The New Mexican Presidential Inauguration, pledges transformation of nation
On Saturday, December 1, five months to the day after his thumping electoral victory, Andrés Manuel López Obrador (AMLO, as he is known for short) will take the oath of office at the San Lázaro Legislative Palace in Mexico City to become the president of Mexico for a six-year term. His ascent to power is historic by any measure: at a time when the Latin American Pink Tide is recedingvertiginously from the historical shore, AMLO led his fledgling party Morena — founded only in 2014 — to a crushing landslide, defeating his closest rival by some thirty percentage points. In contrast to his previous presidential bids, where his support was concentrated in the center and south, AMLO swept thirty-one of Mexico’s thirty-two states, including the entire border area and even the industrial center of Nuevo León. In Congress, Morena holds an absolute majority in the lower House of Deputies and, together with its coalition partners, a comfortable margin in the Senate, as well.
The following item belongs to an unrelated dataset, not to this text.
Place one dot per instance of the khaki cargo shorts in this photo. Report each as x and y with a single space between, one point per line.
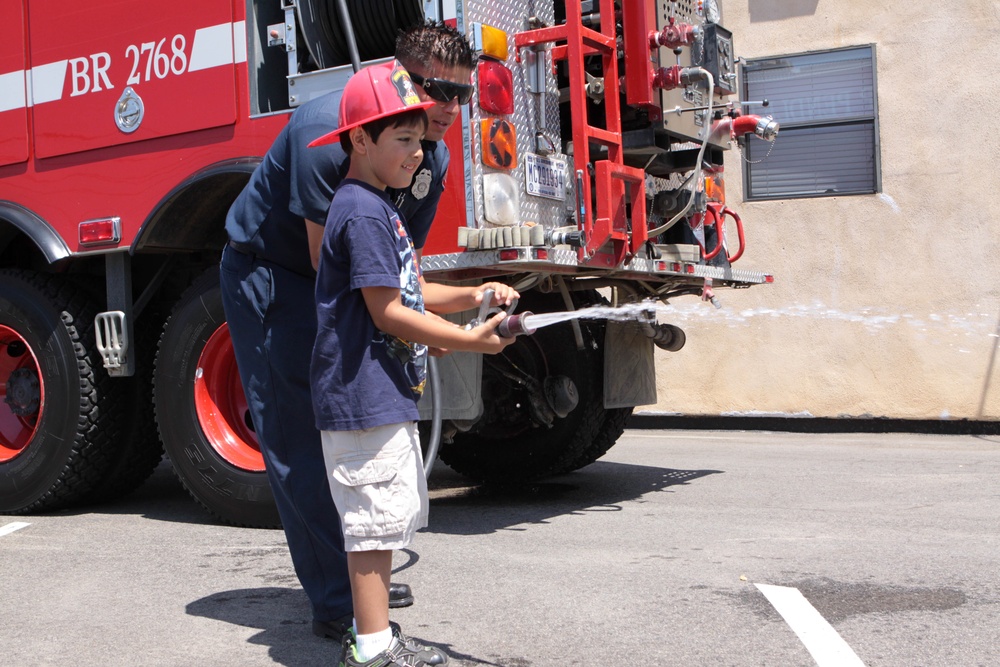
377 482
From a historical perspective, AMLO’s electoral achievement stands out as even more remarkable. After seventy-one years of the post-revolution “perfect dictatorship” of the Institutional Revolutionary Party (PRI), the failed democratic transition of 2000, and the docena trágica (tragic dozen) years of rule by the conservative National Action Party followed by a one-term return to the PRI, the 2018 Morena landslide marks the first time a progressive party has won the presidency in modern political history, the first time it has won the Congress — and, needless to say, the first time it has done both together. In a system where a disproportionate amount of power remains concentrated in the presidency, AMLO’s triumph would appear, at first glance, to be total.